SceneX:Procedural Controllable Large-scale Scene Generation via Large-language Models
arxiv(2024)
摘要
Due to its great application potential, large-scale scene generation has
drawn extensive attention in academia and industry. Recent research employs
powerful generative models to create desired scenes and achieves promising
results. However, most of these methods represent the scene using 3D primitives
(e.g. point cloud or radiance field) incompatible with the industrial pipeline,
which leads to a substantial gap between academic research and industrial
deployment. Procedural Controllable Generation (PCG) is an efficient technique
for creating scalable and high-quality assets, but it is unfriendly for
ordinary users as it demands profound domain expertise. To address these
issues, we resort to using the large language model (LLM) to drive the
procedural modeling. In this paper, we introduce a large-scale scene generation
framework, SceneX, which can automatically produce high-quality procedural
models according to designers' textual descriptions.Specifically, the proposed
method comprises two components, PCGBench and PCGPlanner. The former
encompasses an extensive collection of accessible procedural assets and
thousands of hand-craft API documents.

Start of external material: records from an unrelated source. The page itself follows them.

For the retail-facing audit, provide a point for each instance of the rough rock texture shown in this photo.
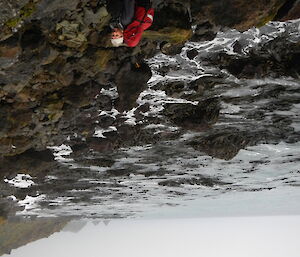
(55, 60)
(14, 234)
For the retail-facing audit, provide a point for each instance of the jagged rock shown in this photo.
(52, 51)
(191, 116)
(223, 145)
(191, 54)
(131, 80)
(276, 58)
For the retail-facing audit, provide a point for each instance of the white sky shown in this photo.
(276, 236)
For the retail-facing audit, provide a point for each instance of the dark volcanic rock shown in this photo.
(192, 116)
(131, 80)
(276, 58)
(55, 60)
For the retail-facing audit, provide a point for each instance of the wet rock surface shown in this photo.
(197, 129)
(91, 131)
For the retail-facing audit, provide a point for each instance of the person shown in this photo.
(131, 19)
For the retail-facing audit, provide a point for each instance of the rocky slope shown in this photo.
(55, 62)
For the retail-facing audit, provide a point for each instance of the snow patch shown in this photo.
(20, 181)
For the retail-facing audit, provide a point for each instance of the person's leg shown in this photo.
(143, 3)
(115, 8)
(127, 12)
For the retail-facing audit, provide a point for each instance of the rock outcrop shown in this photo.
(56, 63)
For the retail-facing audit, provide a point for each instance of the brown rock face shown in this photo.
(54, 60)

The latter aims to generate executable
actions for Blender to produce controllable and precise 3D assets guided by the
user's instructions. Our SceneX can generate a city spanning 2.5 km times 2.5
km with delicate layout and geometric structures, drastically reducing the time
cost from several weeks for professional PCG engineers to just a few hours for
an ordinary user. Extensive experiments demonstrated the capability of our
method in controllable large-scale scene generation and editing, including
asset placement and season translation.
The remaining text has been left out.